Rhizomatica leverages the strong community organizing structures in rural Mexico, with leaders required to submit a formal petition to work with Rhizomatica following a unanimous community vote. This is to ensure that the community as a whole agrees to the use and maintenance of the network, creating a sustainable model for its use in the long term. Communities must also make an initial investment of MXN 30,000 to cover installation costs as well as costs of training for community members to operate the equipment. Rhizomática receives a percentage of monthly subscription fees from the community upon deployment of the full network, which amounts to MXN 8-10 per user depending on the size of the community and the number of subscribers. Community members are trained to maintain the networks, with Rhizomatica only playing a supporting role after initial network setup. Rhizomatica provides training materials and workshops, as well as guides on its wiki for those interested in deploying OpenBTS.
The pilot programs in Sierra Juárez of Oaxaca and Santa Maria Yaviche have provided up to 500 and 700 individuals with Internet access. In five years, Rhizomática aims to reach at least 200 sites serving approximately 150,000 people and to create a conducive regulatory framework within Mexican telecommunications law to enable access to the necessary frequency spectrum in rural areas.

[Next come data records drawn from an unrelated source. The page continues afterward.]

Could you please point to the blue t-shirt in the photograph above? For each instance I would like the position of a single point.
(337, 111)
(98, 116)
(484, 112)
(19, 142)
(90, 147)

|Training the trainers; online courses
|Year program started
|Cost to users
|Initial: US$ 1600
|Total cost of program
|US$ 2500 per site
|Low-income communities in Mexico
|Ashoka Association for Progressive Communications Shuttleworth Foundation Rising Voices Internet Society
Progress and Results
Rhizomatica presently serves sixteen rural communities of 2,500 or fewer inhabitants, providing the first Internet access to these communities. This connectivity facilitates mobile and internet services for banking and healthcare, communication in case of emergencies home delivery services, and community-wide messaging by local leaders.

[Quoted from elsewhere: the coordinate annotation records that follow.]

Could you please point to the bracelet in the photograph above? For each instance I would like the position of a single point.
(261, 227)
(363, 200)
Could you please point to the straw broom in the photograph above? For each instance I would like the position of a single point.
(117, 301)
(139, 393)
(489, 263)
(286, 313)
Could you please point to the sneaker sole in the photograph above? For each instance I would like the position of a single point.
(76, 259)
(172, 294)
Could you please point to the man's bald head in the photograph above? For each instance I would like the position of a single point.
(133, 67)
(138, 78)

Rhizomatica has also had an impact on the regulatory regime in Mexico as well. Rhizomatica’s pilot programs have aided its advocacy efforts with the regulatory agency to approve mulitiple rural service providers. Industry regulators as well as the Secretary of Communication and Transportation have acknowledged the importance of Rhizomatica’s project, and in July 2016, the Mexican regulator granted a frequency access concession under the new regime to Telecomunicaciones Indígenas Comunitarias A.C., a local not-for-profit set up by Rhizomatica in the five states of Oaxaca, Guerrero, Puebla, Tlaxcala, and Veracruz. This new authority enables it to serve nearly 5,000 communities in these regions.
Geographical barriers to connecting remote areas: As of 2010, some rural communities did not have access even to a cellular signal, where service provisioning was not economically viable. The problem is particularly acute in small rural communities that housed fewer than 5,000 residents.

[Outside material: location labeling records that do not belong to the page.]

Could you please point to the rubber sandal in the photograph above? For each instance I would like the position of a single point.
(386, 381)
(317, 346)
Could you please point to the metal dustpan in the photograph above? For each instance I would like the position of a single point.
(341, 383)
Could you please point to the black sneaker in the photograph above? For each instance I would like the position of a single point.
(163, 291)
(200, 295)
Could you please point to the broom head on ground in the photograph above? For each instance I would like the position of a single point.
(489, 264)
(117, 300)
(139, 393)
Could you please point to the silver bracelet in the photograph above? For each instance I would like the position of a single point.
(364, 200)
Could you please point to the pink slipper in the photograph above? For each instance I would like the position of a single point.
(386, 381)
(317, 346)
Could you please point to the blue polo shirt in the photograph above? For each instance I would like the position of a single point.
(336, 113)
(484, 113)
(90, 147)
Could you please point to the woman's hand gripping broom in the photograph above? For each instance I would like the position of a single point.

Lack of affordability of service: Internet access was unavailable most of these regions, forcing people to travel long distances to get access to reliable connectivity, incurring high transaction costs.
Regulatory Barriers: Mexico occupies the bottom of the OECD ranks for Internet adoption and network investment. Telecom licenses were governed by a concessions regime under which only one provider in each of the country’s nine regions was nominated to provide rural Internet access. This acted as a barrier to small service providers to set up and provide connections to rural markets, until legislation for sectoral reform was passed in 2014.
Rhizomatica’s Suggestions for Future Projects
Self-sustaining community-owned and operated cellular networks are a viable alternative to traditional buildouts – They have the potential to make innovative use of open source technologies to provide the first low-cost connectivity in areas that are economically unviable for incumbent operators.
Training of community members is essential – a system that incentivizes community buy-in, creates sustainable models that provides long-term connectivity solutions.
Consistent advocacy for regulatory reform – Regulatory advocacy should be combined with technological innovation in deployment in order for the benefits to reach more communities.